Q:

Which backpack is suitable for both travel and technical backpacking?

I'm going to Nepal for an internship this summer and then to South erica for the Peace Corps next winter. I need a backpack that's durable enough for travel and big enough to hold all of my stuff. But, I would like one that is technical enough for backpacking trips. Any suggestions? Sean Columbus, Ohio

Jun 30, 2008
Outside
Outside Magazine
Gregory Palisade Backpack

Palisade 80 Backpack

A:

There are pretty good “traveling" backpacks out there. But for the kind of thing you have in mind, my default position is to make a regular backpack double as a travel pack, rather than asking a travel pack to work as a serious backpack.

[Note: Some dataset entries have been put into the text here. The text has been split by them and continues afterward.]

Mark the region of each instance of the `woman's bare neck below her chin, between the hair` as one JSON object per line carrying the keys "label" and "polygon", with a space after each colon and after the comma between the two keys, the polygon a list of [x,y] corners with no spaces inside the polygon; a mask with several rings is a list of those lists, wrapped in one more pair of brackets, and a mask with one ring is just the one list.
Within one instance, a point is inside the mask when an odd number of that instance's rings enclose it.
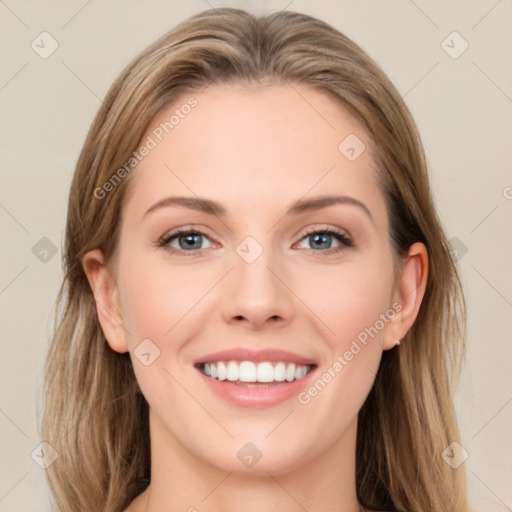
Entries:
{"label": "woman's bare neck below her chin, between the hair", "polygon": [[355,484],[357,420],[335,445],[291,469],[265,467],[264,454],[250,470],[214,467],[183,447],[152,412],[150,430],[151,484],[125,512],[363,510]]}

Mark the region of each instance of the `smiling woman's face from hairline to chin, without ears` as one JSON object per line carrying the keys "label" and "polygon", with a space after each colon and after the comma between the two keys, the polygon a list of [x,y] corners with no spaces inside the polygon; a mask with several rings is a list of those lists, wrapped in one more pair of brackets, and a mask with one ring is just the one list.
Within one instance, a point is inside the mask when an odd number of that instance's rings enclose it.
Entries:
{"label": "smiling woman's face from hairline to chin, without ears", "polygon": [[[152,442],[225,471],[261,455],[253,473],[335,453],[405,334],[368,135],[306,86],[212,85],[148,137],[113,273],[122,329],[107,338],[130,352]],[[207,376],[206,361],[224,368]]]}

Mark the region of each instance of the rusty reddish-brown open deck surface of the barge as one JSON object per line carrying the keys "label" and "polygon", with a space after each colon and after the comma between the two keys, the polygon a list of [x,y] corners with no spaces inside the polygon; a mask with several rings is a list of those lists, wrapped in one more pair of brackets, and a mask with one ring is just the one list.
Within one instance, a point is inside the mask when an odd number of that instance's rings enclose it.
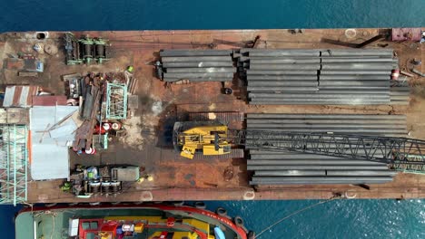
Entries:
{"label": "rusty reddish-brown open deck surface of the barge", "polygon": [[[222,30],[222,31],[143,31],[143,32],[81,32],[109,39],[112,61],[102,65],[64,64],[63,33],[49,33],[45,43],[57,45],[59,52],[54,56],[39,55],[44,59],[44,73],[35,77],[19,77],[13,64],[0,62],[0,84],[34,84],[45,91],[64,94],[61,76],[70,73],[120,72],[128,65],[134,66],[134,77],[138,80],[135,93],[138,108],[133,109],[132,118],[124,122],[130,136],[125,140],[113,139],[110,148],[96,155],[76,156],[70,151],[71,166],[74,164],[133,164],[143,167],[142,174],[153,177],[153,181],[129,183],[124,192],[117,196],[93,196],[75,198],[60,191],[64,180],[30,181],[28,202],[98,202],[98,201],[173,201],[173,200],[242,200],[242,199],[312,199],[329,198],[342,193],[356,198],[420,198],[425,197],[425,176],[399,174],[389,184],[371,185],[370,189],[349,185],[279,186],[257,188],[248,185],[250,173],[246,170],[246,159],[203,158],[190,160],[176,157],[170,148],[168,130],[173,121],[187,112],[240,111],[263,113],[364,113],[406,114],[410,137],[425,139],[425,79],[415,77],[411,82],[413,91],[407,106],[253,106],[244,99],[242,82],[233,81],[227,87],[233,95],[221,93],[220,82],[200,82],[165,86],[154,77],[153,62],[161,49],[195,48],[230,49],[252,43],[257,35],[261,41],[258,48],[341,48],[343,43],[361,43],[380,33],[382,29],[356,29],[356,37],[345,35],[345,29],[305,30],[292,34],[288,30]],[[17,52],[31,52],[36,42],[35,33],[4,33],[0,40],[2,59]],[[370,47],[395,49],[400,58],[400,69],[407,70],[411,59],[424,59],[424,48],[420,43],[373,43]],[[350,44],[348,44],[350,45]],[[422,65],[421,72],[424,71]],[[160,105],[161,110],[153,109]],[[50,168],[54,170],[54,168]],[[232,177],[229,177],[229,170]]]}

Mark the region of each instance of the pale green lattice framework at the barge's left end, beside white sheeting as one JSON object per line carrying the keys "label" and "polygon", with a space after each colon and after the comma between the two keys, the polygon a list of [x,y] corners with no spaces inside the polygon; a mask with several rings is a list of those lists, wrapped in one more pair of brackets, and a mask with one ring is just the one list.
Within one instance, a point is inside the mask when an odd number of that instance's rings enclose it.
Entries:
{"label": "pale green lattice framework at the barge's left end, beside white sheeting", "polygon": [[27,134],[25,125],[0,125],[0,204],[26,201]]}

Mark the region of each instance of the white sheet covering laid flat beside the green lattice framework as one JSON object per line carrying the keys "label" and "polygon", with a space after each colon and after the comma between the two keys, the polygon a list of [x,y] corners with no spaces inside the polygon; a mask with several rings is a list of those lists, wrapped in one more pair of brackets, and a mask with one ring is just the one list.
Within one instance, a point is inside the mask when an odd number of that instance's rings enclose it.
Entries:
{"label": "white sheet covering laid flat beside the green lattice framework", "polygon": [[66,145],[74,139],[77,126],[72,117],[60,125],[57,123],[77,110],[77,106],[35,106],[31,109],[31,177],[34,180],[69,177]]}

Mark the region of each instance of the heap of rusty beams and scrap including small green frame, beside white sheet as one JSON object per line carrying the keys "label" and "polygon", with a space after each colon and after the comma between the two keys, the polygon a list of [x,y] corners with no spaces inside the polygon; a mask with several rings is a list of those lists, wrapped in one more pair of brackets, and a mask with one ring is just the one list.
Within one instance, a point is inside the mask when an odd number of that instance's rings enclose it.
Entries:
{"label": "heap of rusty beams and scrap including small green frame, beside white sheet", "polygon": [[83,124],[76,130],[74,151],[107,148],[108,135],[122,130],[127,119],[127,81],[124,72],[94,73],[85,76],[65,75],[69,101],[78,105]]}

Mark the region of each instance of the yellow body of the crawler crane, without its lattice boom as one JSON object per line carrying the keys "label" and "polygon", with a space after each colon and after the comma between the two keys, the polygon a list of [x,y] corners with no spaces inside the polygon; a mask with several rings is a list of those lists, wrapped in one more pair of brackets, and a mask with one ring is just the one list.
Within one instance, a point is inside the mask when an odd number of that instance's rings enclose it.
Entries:
{"label": "yellow body of the crawler crane, without its lattice boom", "polygon": [[218,156],[231,153],[228,128],[218,122],[176,122],[173,128],[173,145],[183,158],[193,159],[196,153]]}

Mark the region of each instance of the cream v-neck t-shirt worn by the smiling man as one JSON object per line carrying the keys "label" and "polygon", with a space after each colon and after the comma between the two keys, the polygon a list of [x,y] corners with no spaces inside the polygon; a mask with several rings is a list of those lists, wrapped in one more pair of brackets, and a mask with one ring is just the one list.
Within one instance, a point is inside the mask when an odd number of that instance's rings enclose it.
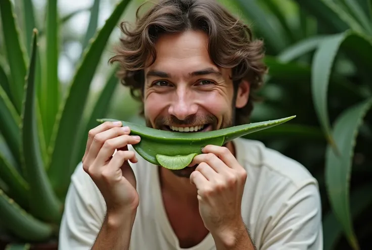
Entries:
{"label": "cream v-neck t-shirt worn by the smiling man", "polygon": [[[259,250],[323,248],[321,204],[317,181],[298,162],[255,140],[234,140],[236,157],[247,170],[242,217]],[[130,147],[130,150],[134,150]],[[157,167],[138,154],[131,164],[140,196],[130,250],[180,248],[163,207]],[[77,166],[67,194],[59,249],[87,250],[105,217],[104,199]],[[211,234],[189,250],[216,249]]]}

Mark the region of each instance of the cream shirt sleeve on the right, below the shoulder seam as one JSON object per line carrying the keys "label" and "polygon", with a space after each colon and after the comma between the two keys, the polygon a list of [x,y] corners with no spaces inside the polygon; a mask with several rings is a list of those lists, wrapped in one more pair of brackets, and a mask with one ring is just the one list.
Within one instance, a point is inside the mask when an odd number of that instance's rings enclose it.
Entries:
{"label": "cream shirt sleeve on the right, below the shoulder seam", "polygon": [[[316,180],[277,193],[260,250],[321,250],[321,201]],[[281,198],[278,198],[281,197]],[[281,205],[278,205],[281,203]],[[266,205],[267,206],[267,205]]]}

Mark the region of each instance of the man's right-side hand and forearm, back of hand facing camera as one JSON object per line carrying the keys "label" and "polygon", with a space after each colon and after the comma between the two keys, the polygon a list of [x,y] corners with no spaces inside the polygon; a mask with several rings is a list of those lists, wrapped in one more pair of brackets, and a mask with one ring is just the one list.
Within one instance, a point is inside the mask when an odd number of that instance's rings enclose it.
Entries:
{"label": "man's right-side hand and forearm, back of hand facing camera", "polygon": [[202,152],[190,164],[199,164],[190,182],[198,189],[205,227],[220,245],[217,249],[254,249],[241,216],[246,170],[226,147],[207,145]]}

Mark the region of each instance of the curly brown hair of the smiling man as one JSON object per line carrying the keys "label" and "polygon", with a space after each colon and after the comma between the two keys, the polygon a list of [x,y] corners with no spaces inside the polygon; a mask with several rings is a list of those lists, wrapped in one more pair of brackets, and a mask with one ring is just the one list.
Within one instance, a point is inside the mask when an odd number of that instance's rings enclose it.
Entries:
{"label": "curly brown hair of the smiling man", "polygon": [[[143,99],[144,68],[156,60],[155,42],[159,35],[201,30],[208,34],[208,51],[213,63],[232,70],[233,103],[241,80],[250,83],[248,103],[235,110],[234,118],[235,125],[248,123],[255,101],[252,90],[262,85],[267,71],[262,62],[263,42],[253,40],[251,29],[215,0],[159,0],[140,17],[139,12],[145,4],[136,11],[134,29],[129,30],[127,22],[120,24],[125,36],[120,38],[117,55],[109,61],[120,63],[118,77],[130,88],[132,97]],[[152,60],[146,65],[148,59]],[[141,115],[144,115],[143,107]]]}

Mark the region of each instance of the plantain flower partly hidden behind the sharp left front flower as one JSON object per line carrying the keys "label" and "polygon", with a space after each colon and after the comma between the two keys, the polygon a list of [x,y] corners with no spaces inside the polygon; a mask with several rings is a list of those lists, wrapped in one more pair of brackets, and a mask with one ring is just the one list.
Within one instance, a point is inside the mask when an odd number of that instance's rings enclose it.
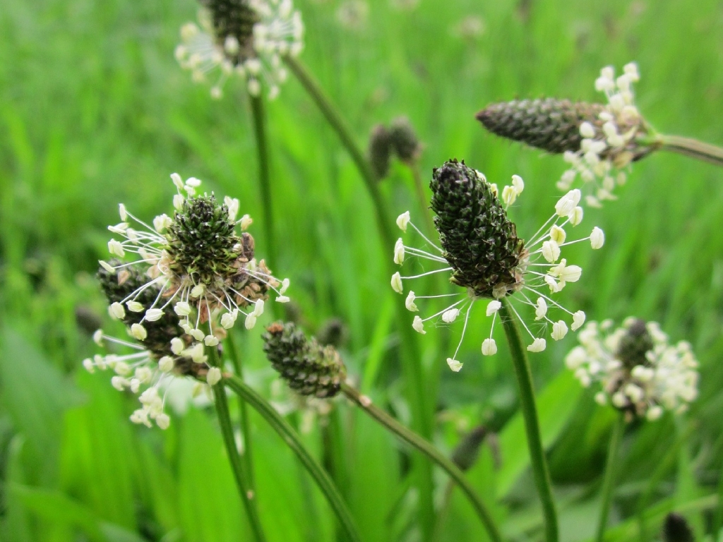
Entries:
{"label": "plantain flower partly hidden behind the sharp left front flower", "polygon": [[[124,311],[121,317],[129,335],[133,335],[137,340],[122,340],[106,335],[103,330],[96,331],[93,339],[98,346],[111,343],[134,350],[134,353],[111,353],[106,356],[98,354],[85,359],[83,366],[91,373],[96,369],[110,369],[115,373],[111,384],[116,390],[130,390],[140,394],[142,406],[134,411],[131,421],[148,427],[155,421],[158,427],[167,429],[171,419],[164,412],[166,395],[164,393],[161,396],[161,390],[167,389],[175,377],[192,377],[200,382],[208,381],[213,384],[218,377],[215,374],[218,369],[212,369],[206,364],[202,343],[194,343],[193,337],[181,329],[179,319],[172,311],[140,324],[158,297],[158,285],[145,287],[147,277],[142,270],[137,267],[123,267],[119,261],[113,263],[118,266],[117,270],[100,267],[98,280],[111,306],[137,292],[133,301],[137,305],[134,305],[134,308],[142,310]],[[142,329],[140,334],[137,331],[139,329]],[[200,382],[199,385],[202,385]]]}

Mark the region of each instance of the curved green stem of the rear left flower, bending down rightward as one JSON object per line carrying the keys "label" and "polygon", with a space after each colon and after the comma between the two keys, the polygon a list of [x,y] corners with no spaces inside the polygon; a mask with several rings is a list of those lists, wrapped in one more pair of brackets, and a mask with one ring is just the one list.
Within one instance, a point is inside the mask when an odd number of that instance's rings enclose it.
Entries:
{"label": "curved green stem of the rear left flower, bending down rightward", "polygon": [[354,520],[351,517],[346,504],[344,503],[338,489],[334,486],[333,481],[329,478],[328,473],[322,468],[321,465],[314,459],[314,457],[304,447],[304,443],[299,439],[299,435],[296,434],[294,429],[284,420],[281,415],[274,410],[267,400],[254,392],[251,387],[247,386],[243,380],[239,379],[231,374],[223,375],[223,382],[231,388],[239,397],[247,401],[254,410],[266,420],[266,422],[276,431],[283,442],[291,448],[299,457],[301,463],[307,469],[307,472],[314,478],[319,486],[319,489],[325,494],[331,508],[333,509],[336,517],[341,526],[348,536],[348,539],[352,542],[361,542],[361,537],[356,531]]}

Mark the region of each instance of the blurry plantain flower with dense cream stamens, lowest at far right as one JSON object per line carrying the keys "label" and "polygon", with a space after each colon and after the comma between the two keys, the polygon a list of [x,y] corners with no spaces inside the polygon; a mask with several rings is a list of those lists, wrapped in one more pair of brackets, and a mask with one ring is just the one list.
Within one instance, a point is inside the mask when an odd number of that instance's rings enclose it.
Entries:
{"label": "blurry plantain flower with dense cream stamens, lowest at far right", "polygon": [[698,395],[698,362],[690,343],[669,343],[656,322],[628,318],[589,322],[565,364],[584,387],[599,382],[595,400],[623,410],[626,417],[656,420],[664,410],[682,413]]}

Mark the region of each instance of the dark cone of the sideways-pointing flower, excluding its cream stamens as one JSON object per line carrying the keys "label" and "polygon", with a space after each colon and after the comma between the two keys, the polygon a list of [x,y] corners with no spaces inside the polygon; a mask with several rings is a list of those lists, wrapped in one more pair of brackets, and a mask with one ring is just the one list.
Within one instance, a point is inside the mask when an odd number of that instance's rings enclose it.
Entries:
{"label": "dark cone of the sideways-pointing flower, excluding its cream stamens", "polygon": [[477,113],[477,120],[500,137],[513,139],[552,154],[580,150],[580,125],[602,126],[599,103],[544,98],[492,103]]}

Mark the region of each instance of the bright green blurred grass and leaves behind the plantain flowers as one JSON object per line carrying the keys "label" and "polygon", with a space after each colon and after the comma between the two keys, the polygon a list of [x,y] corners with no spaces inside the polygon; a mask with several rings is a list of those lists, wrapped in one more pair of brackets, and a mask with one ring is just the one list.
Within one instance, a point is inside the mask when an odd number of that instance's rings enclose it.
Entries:
{"label": "bright green blurred grass and leaves behind the plantain flowers", "polygon": [[[559,96],[598,100],[599,69],[638,61],[643,114],[662,132],[723,144],[723,7],[718,1],[568,2],[422,0],[401,10],[369,2],[359,28],[340,25],[338,1],[299,1],[307,27],[302,61],[340,106],[361,145],[378,122],[405,115],[424,142],[421,167],[465,159],[489,181],[526,181],[511,211],[521,236],[536,231],[558,197],[559,157],[484,132],[474,113],[492,101]],[[241,85],[223,100],[193,85],[173,58],[191,0],[5,0],[0,7],[0,539],[3,541],[238,541],[247,525],[208,410],[172,416],[162,432],[132,426],[136,398],[108,374],[86,374],[96,348],[77,312],[108,330],[93,279],[106,257],[106,225],[124,202],[150,219],[169,212],[178,171],[241,201],[255,219],[257,254],[268,249],[250,114]],[[467,17],[482,35],[458,31]],[[296,318],[315,332],[348,327],[349,373],[377,403],[408,422],[392,298],[372,205],[335,134],[289,80],[268,106],[273,225],[291,278]],[[665,512],[684,512],[702,539],[723,514],[723,183],[712,165],[675,155],[636,163],[620,199],[587,210],[601,251],[570,251],[583,279],[565,304],[589,319],[636,315],[689,340],[701,361],[700,397],[688,415],[628,429],[617,465],[610,540],[656,540]],[[393,212],[419,216],[411,173],[395,164],[382,191]],[[418,220],[418,222],[422,222]],[[428,288],[439,289],[430,281]],[[416,289],[416,288],[415,288]],[[419,293],[419,292],[418,292]],[[469,476],[494,504],[505,535],[538,540],[541,517],[529,473],[513,374],[500,353],[482,358],[482,311],[451,373],[445,358],[459,326],[418,337],[435,410],[435,443],[449,451],[465,429],[498,433]],[[264,323],[268,323],[266,317]],[[409,316],[411,324],[411,315]],[[249,382],[271,397],[260,327],[241,334]],[[607,436],[614,416],[565,372],[568,335],[531,358],[562,538],[594,532]],[[283,395],[283,394],[282,394]],[[278,393],[275,399],[281,401]],[[364,539],[416,541],[418,495],[408,450],[340,402],[330,418],[291,420],[320,455],[337,444],[335,478]],[[252,416],[262,522],[271,541],[341,540],[333,516],[273,431]],[[443,500],[440,473],[436,499]],[[641,535],[641,502],[648,508]],[[647,504],[646,504],[647,503]],[[485,540],[458,492],[441,540]]]}

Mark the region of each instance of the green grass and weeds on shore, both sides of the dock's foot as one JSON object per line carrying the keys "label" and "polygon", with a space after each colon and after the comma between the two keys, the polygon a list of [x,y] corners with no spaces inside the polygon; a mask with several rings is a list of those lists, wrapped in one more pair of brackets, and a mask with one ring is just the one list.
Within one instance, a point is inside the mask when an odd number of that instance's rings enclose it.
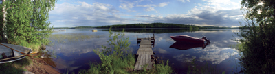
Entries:
{"label": "green grass and weeds on shore, both sides of the dock's foot", "polygon": [[[154,64],[153,69],[144,70],[141,71],[133,71],[135,68],[135,58],[133,54],[128,54],[127,56],[123,56],[122,58],[112,58],[111,59],[111,65],[104,65],[106,63],[101,64],[92,64],[90,62],[90,69],[87,70],[80,70],[78,74],[132,74],[132,73],[145,73],[145,74],[168,74],[173,73],[173,70],[168,65],[169,60],[167,60],[166,64]],[[143,67],[147,67],[149,64],[144,65]],[[111,68],[110,71],[106,70],[106,67]]]}

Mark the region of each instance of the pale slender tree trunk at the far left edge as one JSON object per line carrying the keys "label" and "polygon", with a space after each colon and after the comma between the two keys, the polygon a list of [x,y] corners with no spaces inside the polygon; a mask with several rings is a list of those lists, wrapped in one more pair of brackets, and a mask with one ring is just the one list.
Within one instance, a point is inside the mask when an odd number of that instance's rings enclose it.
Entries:
{"label": "pale slender tree trunk at the far left edge", "polygon": [[[2,3],[5,2],[5,0],[2,0]],[[5,27],[5,20],[7,12],[5,11],[5,5],[3,6],[3,27],[1,31],[1,37],[2,37],[2,43],[8,43],[8,37],[7,37],[7,28]]]}

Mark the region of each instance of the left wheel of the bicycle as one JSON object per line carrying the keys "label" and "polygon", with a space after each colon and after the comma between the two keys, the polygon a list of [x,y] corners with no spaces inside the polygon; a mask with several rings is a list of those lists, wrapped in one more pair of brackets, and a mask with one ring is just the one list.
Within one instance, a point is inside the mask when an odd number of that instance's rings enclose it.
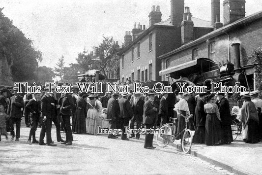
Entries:
{"label": "left wheel of the bicycle", "polygon": [[[164,134],[161,133],[161,131],[164,131]],[[167,136],[173,137],[172,136],[172,128],[171,128],[170,125],[165,124],[165,125],[160,127],[159,133],[156,134],[157,145],[160,146],[160,147],[164,147],[164,146],[168,145],[169,140],[167,139],[168,138]]]}

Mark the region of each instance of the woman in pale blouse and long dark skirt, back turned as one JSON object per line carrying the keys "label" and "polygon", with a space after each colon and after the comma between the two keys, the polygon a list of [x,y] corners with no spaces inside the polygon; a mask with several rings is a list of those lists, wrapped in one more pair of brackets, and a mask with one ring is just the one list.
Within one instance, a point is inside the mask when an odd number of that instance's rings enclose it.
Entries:
{"label": "woman in pale blouse and long dark skirt, back turned", "polygon": [[218,106],[214,104],[214,94],[206,98],[204,111],[207,113],[205,120],[205,144],[217,145],[223,143],[223,132],[221,128],[221,119]]}

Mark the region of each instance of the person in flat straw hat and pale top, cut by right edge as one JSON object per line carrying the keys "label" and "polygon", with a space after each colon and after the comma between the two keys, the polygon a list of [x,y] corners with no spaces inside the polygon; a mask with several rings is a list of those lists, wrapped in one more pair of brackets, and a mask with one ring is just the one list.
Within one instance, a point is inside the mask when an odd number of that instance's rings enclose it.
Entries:
{"label": "person in flat straw hat and pale top, cut by right edge", "polygon": [[255,104],[258,110],[258,115],[259,115],[259,138],[260,141],[262,141],[262,99],[259,98],[259,91],[252,91],[250,92],[251,96],[251,102]]}

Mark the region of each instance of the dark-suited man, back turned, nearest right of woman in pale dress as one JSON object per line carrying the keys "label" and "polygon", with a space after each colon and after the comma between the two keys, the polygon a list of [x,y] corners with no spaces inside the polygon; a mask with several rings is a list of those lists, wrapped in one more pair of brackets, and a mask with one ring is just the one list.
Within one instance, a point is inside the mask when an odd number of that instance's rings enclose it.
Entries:
{"label": "dark-suited man, back turned, nearest right of woman in pale dress", "polygon": [[[119,104],[116,101],[119,93],[114,93],[107,104],[107,119],[109,119],[110,130],[116,129],[116,119],[119,118]],[[108,134],[108,139],[116,139],[113,134]]]}

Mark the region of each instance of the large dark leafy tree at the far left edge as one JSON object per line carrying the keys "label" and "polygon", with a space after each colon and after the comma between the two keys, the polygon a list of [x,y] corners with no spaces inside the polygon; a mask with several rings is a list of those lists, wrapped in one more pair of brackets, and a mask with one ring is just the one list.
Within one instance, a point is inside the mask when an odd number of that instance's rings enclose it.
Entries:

The first thing to do is decide on the size. I should think 4,500 to 5,000 cubic inches would give you the leeway to pack all you need when traveling, without letting you overload or giving you too much to handle on planes, trains, and automobiles.

An example: Gregory’s newly revised Palisade 80 ($319). It’s just an excellent all-purpose pack, with a hair less than 5,000 cubic inches of room, a clean design, an excellent suspension, and lots of tie-down spots. It’s also a very rugged pack—not a “light" design. So it should take some abuse.

Another example: Osprey’s Aether 70 ($249). It’s smaller than the Gregory (4,200 cubic inches), which may be a good thing. I love Osprey suspensions, and it has the toughness to hold up under extended-travel circumstances.

You might also take a look at the Eagle Creek Grand Voyage Travel Pack ($225). It’s a big (5,600 cubic inches) travel pack that has a pretty good backpack suspension. You can trim the size by removing a daypack that attaches to the main bag. True travel packs have some advantages over regular backpacks, such as the ability to easily stow straps if the airline demands it. Otherwise, a large duffel is handy for stuffing the pack into when checking it as baggage.